13年目となる2017年調査の結果、以下の動向が明らかになりました。

  • 2017年調査におけるR&D支出トップ1000社のR&D支出額は7,020億米ドルと、前年比3.2%増で調査開始以降最高額でした。一方で売上高は15.6兆米ドルで昨年比2.5%減でした。
  • 日本企業は171社がトップ1000社にランクイン、そのR&D支出額は合計1,070億米ドルで、R&D支出額(5.9%増)、ランクイン企業数(6社増)ともに昨年比増加となりました。
  • 産業別では、上位3位は多い順に、コンピュータ・エレクトロニクス、ヘルスケア、自動車でした。2016〜2017年のR&D支出成長率はソフトウエア・インターネットが16.1%と最も高くなりました。このまま推移すると、2018年にはソフトウエア・インターネットは自動車を抜き第3位の業界となるとみられます。また、ヘルスケアは5.9%増で2018年にはコンピュータ・エレクトロニクスを抜いて1位になると予測されます。
  • R&D支出額のランキングは下記のとおりで、2005年の調査開始後初めてハイテク企業がトップになりました。日本企業ではトヨタが11位、ホンダが19位という結果でした。

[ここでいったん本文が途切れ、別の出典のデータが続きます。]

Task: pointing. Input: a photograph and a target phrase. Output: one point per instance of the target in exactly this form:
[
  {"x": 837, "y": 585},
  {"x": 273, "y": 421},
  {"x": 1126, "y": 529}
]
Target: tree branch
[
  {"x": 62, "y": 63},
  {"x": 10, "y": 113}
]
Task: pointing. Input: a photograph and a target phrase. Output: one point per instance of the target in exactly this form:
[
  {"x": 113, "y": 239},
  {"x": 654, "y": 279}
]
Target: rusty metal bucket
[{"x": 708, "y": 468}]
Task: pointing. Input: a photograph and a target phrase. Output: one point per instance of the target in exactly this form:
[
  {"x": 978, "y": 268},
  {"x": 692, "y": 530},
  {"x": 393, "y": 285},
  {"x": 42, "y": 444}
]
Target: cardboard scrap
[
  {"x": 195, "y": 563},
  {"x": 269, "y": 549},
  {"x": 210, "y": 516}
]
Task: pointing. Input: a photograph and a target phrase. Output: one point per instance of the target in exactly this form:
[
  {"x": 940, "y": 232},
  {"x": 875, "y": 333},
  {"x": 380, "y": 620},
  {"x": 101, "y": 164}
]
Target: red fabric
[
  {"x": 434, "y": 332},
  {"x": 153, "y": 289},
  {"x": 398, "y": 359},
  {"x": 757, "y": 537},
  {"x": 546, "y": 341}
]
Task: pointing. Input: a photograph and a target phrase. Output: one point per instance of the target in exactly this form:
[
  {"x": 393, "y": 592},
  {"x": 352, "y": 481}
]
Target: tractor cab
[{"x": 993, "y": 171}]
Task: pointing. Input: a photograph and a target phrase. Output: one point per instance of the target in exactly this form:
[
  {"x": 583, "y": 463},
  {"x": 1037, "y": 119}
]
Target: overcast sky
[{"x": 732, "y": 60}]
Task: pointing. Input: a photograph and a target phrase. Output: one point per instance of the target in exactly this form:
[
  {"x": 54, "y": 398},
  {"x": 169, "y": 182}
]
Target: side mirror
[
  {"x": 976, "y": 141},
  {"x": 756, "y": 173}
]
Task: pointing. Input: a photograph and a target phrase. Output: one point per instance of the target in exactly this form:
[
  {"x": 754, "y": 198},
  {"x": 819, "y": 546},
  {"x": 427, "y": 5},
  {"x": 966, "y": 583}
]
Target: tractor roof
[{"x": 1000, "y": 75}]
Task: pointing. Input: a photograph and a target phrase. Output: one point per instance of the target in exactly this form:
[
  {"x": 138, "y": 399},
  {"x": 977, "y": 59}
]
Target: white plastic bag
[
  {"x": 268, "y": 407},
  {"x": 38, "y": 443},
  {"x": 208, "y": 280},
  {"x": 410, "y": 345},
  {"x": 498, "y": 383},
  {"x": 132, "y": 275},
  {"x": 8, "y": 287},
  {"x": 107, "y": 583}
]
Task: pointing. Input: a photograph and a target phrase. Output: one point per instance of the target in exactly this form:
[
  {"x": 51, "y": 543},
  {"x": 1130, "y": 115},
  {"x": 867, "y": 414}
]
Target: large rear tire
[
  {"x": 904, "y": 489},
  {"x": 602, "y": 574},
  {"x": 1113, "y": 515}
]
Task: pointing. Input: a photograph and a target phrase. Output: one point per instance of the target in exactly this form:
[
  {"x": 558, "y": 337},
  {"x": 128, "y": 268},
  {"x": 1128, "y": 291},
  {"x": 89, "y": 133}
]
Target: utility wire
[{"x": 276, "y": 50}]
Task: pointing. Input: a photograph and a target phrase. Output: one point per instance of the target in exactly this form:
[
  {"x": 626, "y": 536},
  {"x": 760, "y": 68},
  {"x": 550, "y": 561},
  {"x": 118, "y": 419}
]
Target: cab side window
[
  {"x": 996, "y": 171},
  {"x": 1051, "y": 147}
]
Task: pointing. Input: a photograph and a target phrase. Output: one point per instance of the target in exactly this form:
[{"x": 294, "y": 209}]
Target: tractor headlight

同時に世界のイノベーションリーダーへのオンライン調査を行い、その結果下記が明らかになりました。

  • 欧州、北米の企業では6割以上のリーダーが、自社のイノベーション戦略と企業戦略が「連動している」と回答する一方、日本企業は半数にとどまりました。
  • 昨今の経済ナショナリズムの影響については、自社のR&D業務に中程度から重大な影響があると答えたリーダーは52%にも上りました。日本企業では「現地採用の割合が上昇した」との回答が24.7%と、欧州(7.2%)、北米(7.9%)よりも多くなりました。

調査を担当したPwC Strategy& 米国のプリンシパルであるバリー・ヤルゼルスキは、「この一年は、研究開発にとって良い面と悪い面の両方がありました。投資額は史上最高額。一方、イノベーションと企業戦略の間の整合性が、未曾有の下落を見せた年でもありました。政治的台詞に政策が実際に影響をうけるかどうかは別として、先行きの不透明感が中長期計画に懸念を生じさせていることに疑いの余地はないでしょう」

「また、経済ナショナリズムが今後も続いたとしても、企業によるイノベーションへの投資水準が変わらないと想定されますが、グローバルなイノベーション・モデルは進化する必要があります。多くの企業において、現在は敏捷で相互依存的なネットワークであるものが、今後はもっと自律的なハブへと発展し、現地や地域市場でスペシャリストの技術者を雇用し、将来はその中で研究開発拠点を開設する形になるかもしれません。そうなった場合に、効果的なマネジメントを実現できない限り、企業は効率性を失い、高いコスト負担を強いられる可能性があります」と述べています。